Database SYSUDTLIB is linked with database DBC and is only restored if DBC is restored. SYSUDTLIB cannot be specified as an individual object in a RESTORE statement.

If database DBC is involved in a restore operation, it is always restored first, followed by database SYSUDTLIB. If additional databases are being restored, they follow SYSUDTLIB in alphabetical order.

An all-AMPs restore or a specific AMP restore can use archive files created by any of the following:

  • An all-AMPs archive
  • A cluster archive
  • A specific AMP archive
  • An archive of selected partitions

During a restore of a Teradata Database, Teradata ARC issues messages in the following format as it restores different types of objects:

"UDFname" - n,nnn,nnn BYTES, n,nnn,nnn ROWS RESTORED
"procedurename" - n,nnn,nnn BYTES, n,nnn,nnn ROWS RESTORED
"macroname" - MACRO RESTORED
"methodname" - METHOD RESTORED
"methodname" - n,nnn,nnn BYTES, n,nnn,nnn ROWS RESTORED
"tablename" - n,nnn,nnn BYTES, n,nnn,nnn ROWS RESTORED
"triggername" - TRIGGER RESTORED
"UDTname" - TYPE RESTORED
"viewname" - VIEW RESTORED

When all tables are restored, Teradata ARC issues this message:

STATEMENT COMPLETED

At the start of a restore, or after a system restart, all offline AMPs are listed in the output log.

After each restore, compare the contents of the output log with listings of tables that were restored to determine which tables were not restored to offline AMPs.

Teradata ARC supports duplicate rows in a restore operation. However, if a restart occurs during the restore of a table with duplicate rows, the duplicate rows involved in the restart might be removed.

When a database or table restores from an older version source system with a different configuration, it affects the time and space required to restore data to the destination system. The data must be redistributed among the new set of AMPs. The system uses a different algorithm to copy and restore when the number of AMPs is different between the source and destination systems.
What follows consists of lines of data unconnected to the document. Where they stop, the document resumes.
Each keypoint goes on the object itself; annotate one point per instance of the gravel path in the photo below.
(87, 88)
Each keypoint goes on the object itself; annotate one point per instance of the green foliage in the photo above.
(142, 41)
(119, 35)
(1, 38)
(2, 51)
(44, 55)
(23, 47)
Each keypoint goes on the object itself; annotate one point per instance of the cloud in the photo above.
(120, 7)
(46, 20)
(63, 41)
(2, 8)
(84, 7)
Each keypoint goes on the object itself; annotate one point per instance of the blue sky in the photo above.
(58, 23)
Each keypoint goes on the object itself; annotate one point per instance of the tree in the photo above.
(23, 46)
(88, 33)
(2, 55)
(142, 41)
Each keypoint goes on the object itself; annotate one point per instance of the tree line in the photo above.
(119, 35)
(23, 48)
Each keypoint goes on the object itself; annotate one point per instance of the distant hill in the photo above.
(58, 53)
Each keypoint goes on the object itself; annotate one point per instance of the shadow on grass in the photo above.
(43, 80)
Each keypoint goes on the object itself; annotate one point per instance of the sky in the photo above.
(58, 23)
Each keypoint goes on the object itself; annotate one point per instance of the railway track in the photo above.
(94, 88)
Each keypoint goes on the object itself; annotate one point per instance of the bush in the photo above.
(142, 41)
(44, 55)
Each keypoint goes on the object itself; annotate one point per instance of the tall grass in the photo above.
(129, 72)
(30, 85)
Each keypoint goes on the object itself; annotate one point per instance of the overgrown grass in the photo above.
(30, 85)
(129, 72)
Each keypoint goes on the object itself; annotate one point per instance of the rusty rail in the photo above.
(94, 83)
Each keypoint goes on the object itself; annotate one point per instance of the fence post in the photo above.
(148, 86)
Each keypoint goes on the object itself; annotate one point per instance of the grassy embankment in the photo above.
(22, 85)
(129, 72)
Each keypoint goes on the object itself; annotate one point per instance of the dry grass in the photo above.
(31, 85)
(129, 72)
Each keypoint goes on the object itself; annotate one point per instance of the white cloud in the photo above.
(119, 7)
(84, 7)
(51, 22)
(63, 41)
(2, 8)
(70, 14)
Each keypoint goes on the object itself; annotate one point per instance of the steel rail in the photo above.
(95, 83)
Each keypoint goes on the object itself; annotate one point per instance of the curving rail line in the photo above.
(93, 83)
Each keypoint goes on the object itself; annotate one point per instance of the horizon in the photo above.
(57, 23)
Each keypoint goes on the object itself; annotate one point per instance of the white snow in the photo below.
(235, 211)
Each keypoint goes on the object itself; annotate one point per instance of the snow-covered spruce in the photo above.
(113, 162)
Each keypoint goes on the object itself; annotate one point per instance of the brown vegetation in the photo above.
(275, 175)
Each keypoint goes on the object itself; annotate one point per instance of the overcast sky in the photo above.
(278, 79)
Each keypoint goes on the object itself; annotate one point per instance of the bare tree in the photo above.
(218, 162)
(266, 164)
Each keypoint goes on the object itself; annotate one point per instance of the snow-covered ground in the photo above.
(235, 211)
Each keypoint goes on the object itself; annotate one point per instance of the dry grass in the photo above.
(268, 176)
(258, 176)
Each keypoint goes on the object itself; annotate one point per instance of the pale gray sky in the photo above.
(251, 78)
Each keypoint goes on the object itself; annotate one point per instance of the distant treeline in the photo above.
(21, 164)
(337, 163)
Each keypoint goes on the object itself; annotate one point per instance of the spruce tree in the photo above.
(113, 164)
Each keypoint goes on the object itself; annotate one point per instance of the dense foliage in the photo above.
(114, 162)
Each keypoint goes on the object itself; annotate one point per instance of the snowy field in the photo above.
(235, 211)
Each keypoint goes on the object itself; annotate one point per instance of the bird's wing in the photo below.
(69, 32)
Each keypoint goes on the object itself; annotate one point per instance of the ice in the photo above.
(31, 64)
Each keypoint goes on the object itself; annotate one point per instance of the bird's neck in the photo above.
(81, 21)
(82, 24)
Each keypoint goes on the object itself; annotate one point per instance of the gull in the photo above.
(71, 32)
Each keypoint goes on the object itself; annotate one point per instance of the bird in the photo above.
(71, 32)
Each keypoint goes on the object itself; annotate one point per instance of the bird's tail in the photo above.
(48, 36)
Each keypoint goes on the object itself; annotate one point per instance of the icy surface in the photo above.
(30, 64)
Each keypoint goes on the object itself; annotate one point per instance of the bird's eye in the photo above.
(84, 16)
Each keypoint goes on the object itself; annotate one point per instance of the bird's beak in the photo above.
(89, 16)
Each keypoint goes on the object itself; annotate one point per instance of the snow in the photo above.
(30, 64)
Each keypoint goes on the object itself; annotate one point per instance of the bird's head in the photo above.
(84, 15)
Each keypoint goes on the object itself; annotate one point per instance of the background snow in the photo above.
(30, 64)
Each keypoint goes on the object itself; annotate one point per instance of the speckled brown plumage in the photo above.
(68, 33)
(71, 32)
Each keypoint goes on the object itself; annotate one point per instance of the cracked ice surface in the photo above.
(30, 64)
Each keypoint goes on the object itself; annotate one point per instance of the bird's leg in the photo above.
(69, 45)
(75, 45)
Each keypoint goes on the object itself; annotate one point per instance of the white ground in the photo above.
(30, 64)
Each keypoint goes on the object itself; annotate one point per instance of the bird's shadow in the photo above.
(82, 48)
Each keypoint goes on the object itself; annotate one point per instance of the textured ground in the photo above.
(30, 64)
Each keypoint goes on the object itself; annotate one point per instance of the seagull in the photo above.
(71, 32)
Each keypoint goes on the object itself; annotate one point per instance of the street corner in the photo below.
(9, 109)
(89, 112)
This new algorithm is usually faster when the configurations are different. The old algorithm may be faster in some restricted situations.

Unique secondary indexes are distributed across all AMPs. Therefore, RESTORE does not rebuild unique secondary indexes, even if the indexes are in a cluster that is not being restored. Use the BUILD statement to build and revalidate unique indexes.